The trap is choosing the second or fourth on a slide and the first in practice. All four only work if the people doing the reading still have judgment to read with, and the paradox of the fast engineer is draining that pool: hand the slow work that grows an SME to an agent for two years and the sign-off is staffed by people with the title and not the instinct. If you are not willing to lose your seniors, the budget item is the work that makes them, not just the headcount that has the rank today.
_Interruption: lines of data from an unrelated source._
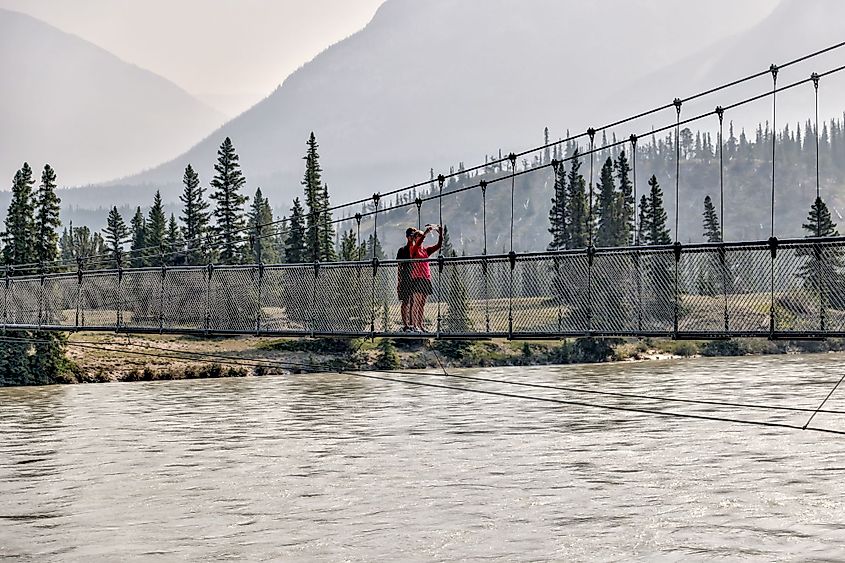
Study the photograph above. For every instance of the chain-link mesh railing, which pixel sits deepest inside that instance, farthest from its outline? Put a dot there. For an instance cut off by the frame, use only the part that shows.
(776, 288)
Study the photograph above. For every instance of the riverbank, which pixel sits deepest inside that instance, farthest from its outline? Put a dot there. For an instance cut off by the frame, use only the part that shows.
(105, 357)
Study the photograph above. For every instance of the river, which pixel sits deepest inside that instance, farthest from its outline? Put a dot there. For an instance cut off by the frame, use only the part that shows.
(335, 467)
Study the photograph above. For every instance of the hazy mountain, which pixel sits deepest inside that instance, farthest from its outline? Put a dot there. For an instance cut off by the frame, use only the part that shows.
(87, 113)
(794, 29)
(429, 84)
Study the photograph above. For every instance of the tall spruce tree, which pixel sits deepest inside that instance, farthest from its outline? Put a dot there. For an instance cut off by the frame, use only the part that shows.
(712, 229)
(195, 217)
(559, 213)
(261, 230)
(174, 244)
(578, 227)
(656, 232)
(47, 217)
(327, 233)
(156, 230)
(227, 184)
(319, 234)
(19, 237)
(296, 250)
(116, 233)
(626, 201)
(608, 233)
(139, 240)
(822, 270)
(349, 248)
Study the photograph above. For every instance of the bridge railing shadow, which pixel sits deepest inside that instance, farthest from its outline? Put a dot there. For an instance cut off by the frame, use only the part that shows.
(766, 288)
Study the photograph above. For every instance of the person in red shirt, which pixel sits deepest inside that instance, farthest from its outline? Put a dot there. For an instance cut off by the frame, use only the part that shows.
(421, 275)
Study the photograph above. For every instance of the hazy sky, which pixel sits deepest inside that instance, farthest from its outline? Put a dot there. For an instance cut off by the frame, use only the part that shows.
(228, 53)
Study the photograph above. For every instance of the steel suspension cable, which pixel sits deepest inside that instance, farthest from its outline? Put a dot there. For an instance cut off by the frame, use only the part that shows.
(772, 240)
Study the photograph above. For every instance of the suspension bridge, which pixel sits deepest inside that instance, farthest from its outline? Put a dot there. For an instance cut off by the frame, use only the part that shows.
(774, 288)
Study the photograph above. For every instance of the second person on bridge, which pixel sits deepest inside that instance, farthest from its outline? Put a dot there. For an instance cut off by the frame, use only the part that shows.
(421, 286)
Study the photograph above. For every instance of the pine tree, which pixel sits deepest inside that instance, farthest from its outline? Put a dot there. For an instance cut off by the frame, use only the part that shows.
(174, 244)
(139, 240)
(822, 269)
(326, 233)
(558, 214)
(712, 230)
(657, 233)
(227, 184)
(47, 217)
(578, 227)
(319, 234)
(195, 217)
(156, 230)
(261, 229)
(626, 201)
(19, 237)
(349, 249)
(295, 246)
(116, 233)
(643, 227)
(608, 228)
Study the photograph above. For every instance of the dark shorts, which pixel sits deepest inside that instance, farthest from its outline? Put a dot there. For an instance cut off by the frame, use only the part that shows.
(404, 290)
(421, 285)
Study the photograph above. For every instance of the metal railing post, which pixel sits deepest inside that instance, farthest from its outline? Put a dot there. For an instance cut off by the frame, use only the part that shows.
(259, 297)
(80, 313)
(210, 272)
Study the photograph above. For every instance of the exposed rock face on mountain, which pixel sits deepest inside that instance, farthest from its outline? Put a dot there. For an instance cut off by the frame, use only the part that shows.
(86, 112)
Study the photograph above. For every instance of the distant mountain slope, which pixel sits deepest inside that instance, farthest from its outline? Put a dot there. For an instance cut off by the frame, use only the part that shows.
(794, 29)
(429, 84)
(87, 113)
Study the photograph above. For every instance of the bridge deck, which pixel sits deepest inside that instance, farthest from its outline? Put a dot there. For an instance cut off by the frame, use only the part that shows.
(790, 289)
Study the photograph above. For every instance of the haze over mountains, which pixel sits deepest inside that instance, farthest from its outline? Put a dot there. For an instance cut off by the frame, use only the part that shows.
(86, 112)
(430, 84)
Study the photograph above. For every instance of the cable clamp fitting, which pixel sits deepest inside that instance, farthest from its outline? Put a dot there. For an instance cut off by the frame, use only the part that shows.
(773, 246)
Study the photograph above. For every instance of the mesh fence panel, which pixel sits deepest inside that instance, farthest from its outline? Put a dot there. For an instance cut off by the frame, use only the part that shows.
(749, 289)
(184, 298)
(544, 294)
(140, 292)
(285, 298)
(98, 300)
(233, 299)
(464, 306)
(657, 277)
(629, 292)
(23, 301)
(338, 300)
(60, 297)
(614, 296)
(702, 279)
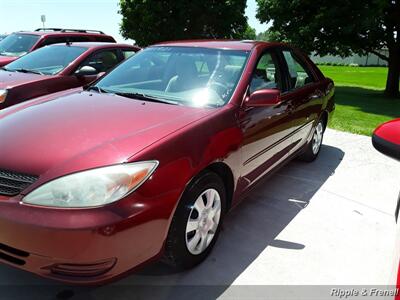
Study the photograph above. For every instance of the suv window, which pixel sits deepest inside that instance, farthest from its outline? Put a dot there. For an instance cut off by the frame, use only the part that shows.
(102, 60)
(78, 39)
(267, 74)
(299, 74)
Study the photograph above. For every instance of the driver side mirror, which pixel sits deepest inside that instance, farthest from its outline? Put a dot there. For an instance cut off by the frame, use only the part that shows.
(264, 97)
(86, 71)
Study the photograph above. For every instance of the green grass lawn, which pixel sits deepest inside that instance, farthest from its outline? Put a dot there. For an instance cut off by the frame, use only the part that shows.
(360, 104)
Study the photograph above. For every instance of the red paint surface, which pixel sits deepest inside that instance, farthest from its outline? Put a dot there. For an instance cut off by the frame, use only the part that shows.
(389, 131)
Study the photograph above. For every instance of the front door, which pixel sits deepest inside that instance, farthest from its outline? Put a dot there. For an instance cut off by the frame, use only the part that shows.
(266, 130)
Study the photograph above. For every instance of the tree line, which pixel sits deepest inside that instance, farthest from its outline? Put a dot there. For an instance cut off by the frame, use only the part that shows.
(339, 27)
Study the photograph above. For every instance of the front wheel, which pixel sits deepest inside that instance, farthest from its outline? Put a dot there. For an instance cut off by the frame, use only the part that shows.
(196, 222)
(314, 146)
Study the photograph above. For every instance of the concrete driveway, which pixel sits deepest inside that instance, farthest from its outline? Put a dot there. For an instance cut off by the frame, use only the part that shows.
(330, 222)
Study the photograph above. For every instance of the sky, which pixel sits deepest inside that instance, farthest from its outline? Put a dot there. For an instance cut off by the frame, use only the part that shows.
(78, 14)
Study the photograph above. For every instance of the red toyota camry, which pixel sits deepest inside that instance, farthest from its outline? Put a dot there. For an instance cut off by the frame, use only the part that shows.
(146, 162)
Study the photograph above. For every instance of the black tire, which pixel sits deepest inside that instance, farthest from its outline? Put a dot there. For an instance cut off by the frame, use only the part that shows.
(177, 253)
(309, 154)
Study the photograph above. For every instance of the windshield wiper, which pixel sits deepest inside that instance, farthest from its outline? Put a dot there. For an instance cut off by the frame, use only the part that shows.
(145, 97)
(21, 70)
(97, 89)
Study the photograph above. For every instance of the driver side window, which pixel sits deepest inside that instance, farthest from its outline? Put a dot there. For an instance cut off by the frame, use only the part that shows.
(266, 75)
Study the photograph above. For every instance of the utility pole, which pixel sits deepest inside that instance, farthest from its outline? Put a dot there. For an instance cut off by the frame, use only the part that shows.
(43, 18)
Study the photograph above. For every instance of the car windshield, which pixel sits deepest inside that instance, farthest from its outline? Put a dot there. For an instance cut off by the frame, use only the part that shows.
(178, 75)
(48, 60)
(17, 44)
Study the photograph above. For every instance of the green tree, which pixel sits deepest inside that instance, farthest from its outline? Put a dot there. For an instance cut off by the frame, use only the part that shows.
(249, 34)
(152, 21)
(339, 27)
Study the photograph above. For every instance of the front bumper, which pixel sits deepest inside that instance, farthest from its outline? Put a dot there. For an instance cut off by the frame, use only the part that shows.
(87, 246)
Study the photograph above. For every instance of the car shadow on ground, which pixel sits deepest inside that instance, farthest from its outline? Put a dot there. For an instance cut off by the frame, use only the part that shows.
(247, 231)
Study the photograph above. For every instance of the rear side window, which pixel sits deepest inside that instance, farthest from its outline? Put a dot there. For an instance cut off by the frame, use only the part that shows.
(299, 74)
(101, 38)
(266, 75)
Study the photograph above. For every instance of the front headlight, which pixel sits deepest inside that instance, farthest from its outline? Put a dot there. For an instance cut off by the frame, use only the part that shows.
(3, 95)
(93, 187)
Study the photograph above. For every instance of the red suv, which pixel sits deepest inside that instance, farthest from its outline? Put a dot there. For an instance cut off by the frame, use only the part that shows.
(58, 67)
(147, 161)
(20, 43)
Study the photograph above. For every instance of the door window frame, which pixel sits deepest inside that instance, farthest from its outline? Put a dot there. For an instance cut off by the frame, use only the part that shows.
(302, 62)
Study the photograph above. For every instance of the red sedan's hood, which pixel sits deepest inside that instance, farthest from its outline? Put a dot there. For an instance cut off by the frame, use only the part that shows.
(4, 60)
(12, 79)
(84, 130)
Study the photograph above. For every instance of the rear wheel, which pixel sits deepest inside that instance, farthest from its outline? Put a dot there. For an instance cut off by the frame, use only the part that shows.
(196, 222)
(314, 146)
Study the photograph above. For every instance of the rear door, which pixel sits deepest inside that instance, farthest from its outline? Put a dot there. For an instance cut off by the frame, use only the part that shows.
(304, 94)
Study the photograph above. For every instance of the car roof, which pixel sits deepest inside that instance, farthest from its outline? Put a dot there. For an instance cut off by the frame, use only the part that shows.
(91, 45)
(50, 33)
(244, 45)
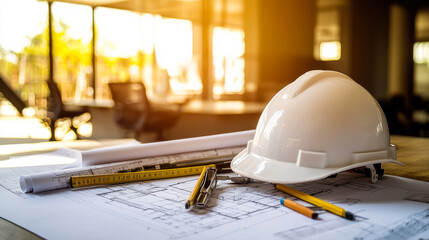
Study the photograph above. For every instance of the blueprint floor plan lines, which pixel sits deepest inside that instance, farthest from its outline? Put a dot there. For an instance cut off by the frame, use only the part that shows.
(413, 225)
(156, 209)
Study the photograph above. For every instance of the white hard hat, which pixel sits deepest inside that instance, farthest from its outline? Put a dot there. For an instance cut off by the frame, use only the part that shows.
(321, 124)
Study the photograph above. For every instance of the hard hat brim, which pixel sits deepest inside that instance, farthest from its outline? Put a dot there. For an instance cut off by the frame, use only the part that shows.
(268, 170)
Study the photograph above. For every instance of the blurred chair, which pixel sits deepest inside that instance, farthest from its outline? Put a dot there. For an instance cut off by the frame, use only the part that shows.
(57, 110)
(134, 112)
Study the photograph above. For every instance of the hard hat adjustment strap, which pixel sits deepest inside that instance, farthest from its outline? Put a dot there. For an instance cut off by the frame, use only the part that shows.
(374, 171)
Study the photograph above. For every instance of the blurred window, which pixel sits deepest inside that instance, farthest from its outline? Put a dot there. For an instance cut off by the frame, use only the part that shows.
(24, 60)
(72, 39)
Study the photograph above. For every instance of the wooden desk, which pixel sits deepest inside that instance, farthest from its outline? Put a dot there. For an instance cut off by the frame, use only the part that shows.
(412, 151)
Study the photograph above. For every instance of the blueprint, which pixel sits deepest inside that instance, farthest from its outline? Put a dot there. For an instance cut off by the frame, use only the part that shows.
(393, 208)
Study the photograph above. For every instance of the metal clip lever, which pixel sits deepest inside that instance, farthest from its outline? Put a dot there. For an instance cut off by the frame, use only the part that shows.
(235, 179)
(206, 189)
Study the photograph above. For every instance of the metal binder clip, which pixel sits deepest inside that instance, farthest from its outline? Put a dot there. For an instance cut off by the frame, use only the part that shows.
(207, 187)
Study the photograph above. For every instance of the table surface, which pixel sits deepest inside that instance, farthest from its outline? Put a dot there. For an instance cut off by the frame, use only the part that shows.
(413, 152)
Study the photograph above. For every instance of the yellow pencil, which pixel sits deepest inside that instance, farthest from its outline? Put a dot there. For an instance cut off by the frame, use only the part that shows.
(191, 199)
(317, 202)
(298, 208)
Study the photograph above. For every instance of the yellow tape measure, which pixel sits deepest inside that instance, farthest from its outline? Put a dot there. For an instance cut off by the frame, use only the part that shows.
(116, 178)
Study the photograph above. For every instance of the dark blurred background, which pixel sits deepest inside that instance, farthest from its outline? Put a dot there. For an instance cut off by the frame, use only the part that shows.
(219, 61)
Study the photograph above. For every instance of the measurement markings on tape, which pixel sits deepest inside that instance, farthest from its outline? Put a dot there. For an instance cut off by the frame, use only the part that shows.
(116, 178)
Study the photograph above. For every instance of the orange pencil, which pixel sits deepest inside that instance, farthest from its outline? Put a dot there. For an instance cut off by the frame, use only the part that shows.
(299, 208)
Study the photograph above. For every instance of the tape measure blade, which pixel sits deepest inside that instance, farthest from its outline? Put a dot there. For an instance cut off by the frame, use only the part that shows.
(118, 178)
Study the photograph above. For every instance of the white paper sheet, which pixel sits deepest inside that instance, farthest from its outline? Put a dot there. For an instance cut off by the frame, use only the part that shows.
(60, 178)
(198, 147)
(130, 152)
(394, 208)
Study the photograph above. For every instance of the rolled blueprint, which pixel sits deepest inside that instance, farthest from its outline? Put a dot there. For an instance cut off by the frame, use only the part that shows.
(128, 157)
(130, 152)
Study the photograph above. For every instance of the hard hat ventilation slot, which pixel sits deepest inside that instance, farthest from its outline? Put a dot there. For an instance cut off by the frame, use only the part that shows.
(311, 159)
(368, 156)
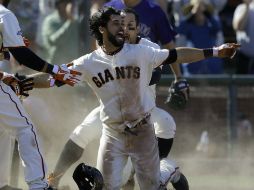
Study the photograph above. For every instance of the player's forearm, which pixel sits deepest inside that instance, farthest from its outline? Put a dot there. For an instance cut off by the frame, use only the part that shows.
(175, 67)
(26, 57)
(189, 55)
(239, 23)
(41, 80)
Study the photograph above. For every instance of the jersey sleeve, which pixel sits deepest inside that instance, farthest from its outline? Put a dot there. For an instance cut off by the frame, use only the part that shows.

What your monitoring is actually for

Everything you monitor fires in the loud quadrant. Error rates, 5xx, failed-job alerts, latency thresholds set above current numbers, all of it watching the corner you were already going to survive, because the DROP has a backup and a practiced runbook. The scraper that dies three months after a clean review, the write that computes the wrong number, the logic bug a customer found first, those never alarm, because the pipeline reads every change at the one moment it is still correct and then stops looking.

A single one of those is not a crisis. You find it, you trace it, you fix it. The problem is rate. Each is one draw from the corruption floor, and a team shipping ten thousand lines a day draws constantly, laying down a sediment of small wrongs that surface not the day they’re written but a year later, together, as a system nobody fully understands returning numbers nobody fully trusts. By then it is past untangling: a thread to pull assumes a thread, and a year of compounded cuts is the whole fabric. The options shrink to a rewrite or living with numbers you can’t defend, and no senior worth the title signs up to reverse-engineer a year of an agent’s confident guesses.

The fake citations got caught because the judge knew the real ones. That is the whole job, and the agent can’t do it for you: someone has to ship nothing they don’t understand, and understand it the whole way down, what the value means and what it does to every system that reads it later. Your product has no judge unless you are one. The agent makes the drafts faster; knowing what they cost is still the part you can’t hand off.